Hard footprints ‘make unwelcome return’

David French

April 5, 2008

Despite the Council of Mortgage Lenders stating in January 2007 that applications-in-principle (AIP) and decisions-in-principle (DIP) would not leave a hard footprint visible to other lenders, a broker, who wished to remain anonymous, suggested that a number of lenders had confessed to him that they had stopped using soft footprints.

In the current climate, he suggested, it was even more damaging to borrowers’ hopes of achieving home ownership and called for lenders to act within ‘Treating Customers Fairly’ guidelines.

He said: “In the current market borrowers need to shop around more than ever before, but they are being stopped because any AIPs are coming up as hard footprints.

“After a couple of enquiries, lenders will start to ask questions about the borrower and might refuse the deal because they can see the history.”
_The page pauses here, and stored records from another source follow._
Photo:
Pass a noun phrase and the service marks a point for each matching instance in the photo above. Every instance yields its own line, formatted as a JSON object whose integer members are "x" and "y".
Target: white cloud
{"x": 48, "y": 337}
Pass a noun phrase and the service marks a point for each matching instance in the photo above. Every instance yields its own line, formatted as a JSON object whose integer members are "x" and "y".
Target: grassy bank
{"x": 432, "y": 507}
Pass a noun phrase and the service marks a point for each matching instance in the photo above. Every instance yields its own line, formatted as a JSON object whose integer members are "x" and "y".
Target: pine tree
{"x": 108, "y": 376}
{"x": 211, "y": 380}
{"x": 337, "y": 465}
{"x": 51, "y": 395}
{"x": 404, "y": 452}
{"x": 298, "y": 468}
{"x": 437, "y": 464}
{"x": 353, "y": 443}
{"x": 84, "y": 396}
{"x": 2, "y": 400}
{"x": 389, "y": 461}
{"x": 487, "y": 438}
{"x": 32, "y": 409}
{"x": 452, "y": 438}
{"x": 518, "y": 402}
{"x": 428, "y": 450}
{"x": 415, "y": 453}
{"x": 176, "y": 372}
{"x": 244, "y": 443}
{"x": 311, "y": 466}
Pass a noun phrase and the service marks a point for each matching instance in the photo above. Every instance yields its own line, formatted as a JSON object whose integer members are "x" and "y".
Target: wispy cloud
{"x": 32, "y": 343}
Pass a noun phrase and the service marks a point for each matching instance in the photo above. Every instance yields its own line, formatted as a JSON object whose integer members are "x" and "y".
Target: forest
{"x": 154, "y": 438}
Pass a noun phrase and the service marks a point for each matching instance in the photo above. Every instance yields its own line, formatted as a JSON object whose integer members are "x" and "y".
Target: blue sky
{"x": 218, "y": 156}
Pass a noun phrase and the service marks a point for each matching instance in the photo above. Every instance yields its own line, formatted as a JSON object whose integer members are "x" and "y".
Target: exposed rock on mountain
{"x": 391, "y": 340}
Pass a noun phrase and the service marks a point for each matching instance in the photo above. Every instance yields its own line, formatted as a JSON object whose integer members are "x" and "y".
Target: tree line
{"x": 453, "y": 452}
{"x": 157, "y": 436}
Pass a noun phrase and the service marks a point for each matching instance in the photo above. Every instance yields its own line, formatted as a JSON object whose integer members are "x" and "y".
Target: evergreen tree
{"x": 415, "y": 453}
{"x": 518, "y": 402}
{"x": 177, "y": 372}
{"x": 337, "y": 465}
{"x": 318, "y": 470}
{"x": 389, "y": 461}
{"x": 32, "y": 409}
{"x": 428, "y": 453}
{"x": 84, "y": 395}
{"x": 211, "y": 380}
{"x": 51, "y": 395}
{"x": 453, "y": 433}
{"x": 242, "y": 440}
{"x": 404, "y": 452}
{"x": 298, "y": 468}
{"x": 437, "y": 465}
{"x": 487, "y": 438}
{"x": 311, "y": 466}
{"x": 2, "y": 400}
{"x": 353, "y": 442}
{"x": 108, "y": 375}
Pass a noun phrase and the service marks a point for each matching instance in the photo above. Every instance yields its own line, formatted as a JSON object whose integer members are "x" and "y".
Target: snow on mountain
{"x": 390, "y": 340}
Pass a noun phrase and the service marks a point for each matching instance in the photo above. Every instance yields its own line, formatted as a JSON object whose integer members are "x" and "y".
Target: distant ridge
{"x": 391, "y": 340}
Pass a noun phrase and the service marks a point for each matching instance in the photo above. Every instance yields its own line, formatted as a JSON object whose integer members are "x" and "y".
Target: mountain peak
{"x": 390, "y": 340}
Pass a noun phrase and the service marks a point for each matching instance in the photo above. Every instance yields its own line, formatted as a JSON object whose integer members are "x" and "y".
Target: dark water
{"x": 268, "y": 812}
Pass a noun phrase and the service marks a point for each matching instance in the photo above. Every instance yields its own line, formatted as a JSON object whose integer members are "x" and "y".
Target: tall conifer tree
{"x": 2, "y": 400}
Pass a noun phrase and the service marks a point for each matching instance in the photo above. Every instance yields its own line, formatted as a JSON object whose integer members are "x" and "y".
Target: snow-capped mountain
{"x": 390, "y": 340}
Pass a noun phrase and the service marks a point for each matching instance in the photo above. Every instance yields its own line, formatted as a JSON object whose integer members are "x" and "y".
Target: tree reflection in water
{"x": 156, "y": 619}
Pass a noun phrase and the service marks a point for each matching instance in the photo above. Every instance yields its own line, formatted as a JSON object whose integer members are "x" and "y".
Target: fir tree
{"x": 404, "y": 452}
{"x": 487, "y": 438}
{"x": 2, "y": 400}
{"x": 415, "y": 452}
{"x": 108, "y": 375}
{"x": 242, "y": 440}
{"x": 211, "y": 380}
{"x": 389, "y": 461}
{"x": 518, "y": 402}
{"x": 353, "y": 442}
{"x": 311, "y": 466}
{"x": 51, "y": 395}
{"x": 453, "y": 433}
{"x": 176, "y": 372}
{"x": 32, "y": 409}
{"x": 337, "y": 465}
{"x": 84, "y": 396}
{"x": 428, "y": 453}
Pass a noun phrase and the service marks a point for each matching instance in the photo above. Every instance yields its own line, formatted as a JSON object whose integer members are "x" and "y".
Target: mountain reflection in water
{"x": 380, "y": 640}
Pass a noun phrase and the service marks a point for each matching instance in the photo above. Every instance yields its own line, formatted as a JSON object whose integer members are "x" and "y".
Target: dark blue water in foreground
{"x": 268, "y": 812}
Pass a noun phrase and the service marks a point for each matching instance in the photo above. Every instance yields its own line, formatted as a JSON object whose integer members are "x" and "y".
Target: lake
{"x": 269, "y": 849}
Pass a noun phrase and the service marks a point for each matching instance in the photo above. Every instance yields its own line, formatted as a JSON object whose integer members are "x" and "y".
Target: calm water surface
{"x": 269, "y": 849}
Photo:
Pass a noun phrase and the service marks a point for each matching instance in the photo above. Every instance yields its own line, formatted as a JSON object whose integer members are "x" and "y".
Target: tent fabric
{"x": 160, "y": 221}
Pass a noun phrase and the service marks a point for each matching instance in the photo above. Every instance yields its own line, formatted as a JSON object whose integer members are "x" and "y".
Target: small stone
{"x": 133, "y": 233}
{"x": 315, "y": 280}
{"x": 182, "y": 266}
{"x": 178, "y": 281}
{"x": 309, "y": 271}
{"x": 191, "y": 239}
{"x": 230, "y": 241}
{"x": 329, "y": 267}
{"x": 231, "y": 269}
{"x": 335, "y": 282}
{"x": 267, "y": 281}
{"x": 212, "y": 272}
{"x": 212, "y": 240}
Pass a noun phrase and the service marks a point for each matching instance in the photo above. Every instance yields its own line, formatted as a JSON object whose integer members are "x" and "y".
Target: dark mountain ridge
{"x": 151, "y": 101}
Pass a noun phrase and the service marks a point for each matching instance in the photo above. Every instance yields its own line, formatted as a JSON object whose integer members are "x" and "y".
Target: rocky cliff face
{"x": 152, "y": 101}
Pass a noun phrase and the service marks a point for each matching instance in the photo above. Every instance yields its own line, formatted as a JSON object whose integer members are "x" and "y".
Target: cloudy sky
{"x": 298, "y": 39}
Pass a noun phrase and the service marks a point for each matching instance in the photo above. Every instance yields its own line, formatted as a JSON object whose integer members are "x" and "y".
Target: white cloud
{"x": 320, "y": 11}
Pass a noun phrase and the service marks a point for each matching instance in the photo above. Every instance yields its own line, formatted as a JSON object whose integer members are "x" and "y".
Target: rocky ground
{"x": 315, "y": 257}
He added: “It is becoming harder for us to place deals so there will be more shopping around and more applications completed, because the product you want might not be around the next day. But lenders seem to be ignoring this and putting a hard footprint on straight away.

“Products are being pulled every day with little notice, so there will be more applications filled out that don’t lead to a completion.”

Alex Hammond, PR manager at Kensington, said: “Kensington leaves only a light footprint when providing the borrower with a mortgage commitment. A heavy footprint is left only if a packager requests the full credit report.”

Clare Mortimer, senior media relations manager at BM Solutions, added: “Our approach to footprints remains unchanged. We continue to use soft footprints for DIP.”